At 47, the serial entrepreneur set his sights on cancer. He co-founded Tempus, a biotechnology company, with the aim of creating a vast library of cancer data and then pairing it with a search engine that will allow doctors to personalize treatments for their cancer patients.Cancer is an extremely complicated set of diseases. No single course of treatment or medication works best for every patient. Over the past few decades, mountains of data have accumulated through research and clinical case histories, but that data is spread throughout the world’s universities, cancer research centers and hospitals, and more is being added every day. Doctors simply don’t have the time to collect and analyze the data.

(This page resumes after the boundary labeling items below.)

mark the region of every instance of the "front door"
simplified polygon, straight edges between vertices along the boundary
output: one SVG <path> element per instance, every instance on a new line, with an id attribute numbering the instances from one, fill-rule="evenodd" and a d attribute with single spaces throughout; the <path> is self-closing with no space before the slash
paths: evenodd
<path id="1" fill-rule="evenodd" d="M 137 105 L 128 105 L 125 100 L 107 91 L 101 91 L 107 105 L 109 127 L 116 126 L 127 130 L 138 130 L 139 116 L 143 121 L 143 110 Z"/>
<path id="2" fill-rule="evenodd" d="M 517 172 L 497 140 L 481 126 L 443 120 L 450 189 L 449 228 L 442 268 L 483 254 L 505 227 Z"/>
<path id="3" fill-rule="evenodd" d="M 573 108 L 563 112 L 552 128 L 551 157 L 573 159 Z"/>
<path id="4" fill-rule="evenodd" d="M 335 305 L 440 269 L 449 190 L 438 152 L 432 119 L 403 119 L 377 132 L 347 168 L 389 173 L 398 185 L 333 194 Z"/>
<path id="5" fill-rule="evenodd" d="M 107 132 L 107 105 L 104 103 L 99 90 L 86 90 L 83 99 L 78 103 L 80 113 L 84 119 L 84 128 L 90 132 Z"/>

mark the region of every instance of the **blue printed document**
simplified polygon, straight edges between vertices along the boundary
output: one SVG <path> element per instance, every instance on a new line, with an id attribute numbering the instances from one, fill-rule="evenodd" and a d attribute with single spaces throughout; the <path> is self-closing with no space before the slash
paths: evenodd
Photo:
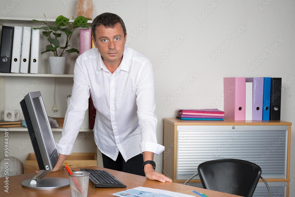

Lefkofsky wants Tempus to do the analytics for the oncologists. Ideally, a physician will be able to enter the medical and genomic history of a patient, and Tempus will reach out and find the research and results that most closely match the patient. This will allow the best treatment options tailored to the individual.Forbes puts Lefkofsky’s net worth at nearly $2 billion, and Groupon, one of the fastest growing companies in history, might be legacy enough for most people, but Lefkofsky didn’t rest on those laurels. Perhaps the reason lies in a statement he made in a recent interview. “You start a company when you believe you’ve identified a big problem — a problem painful enough that you want to spend time fixing it.”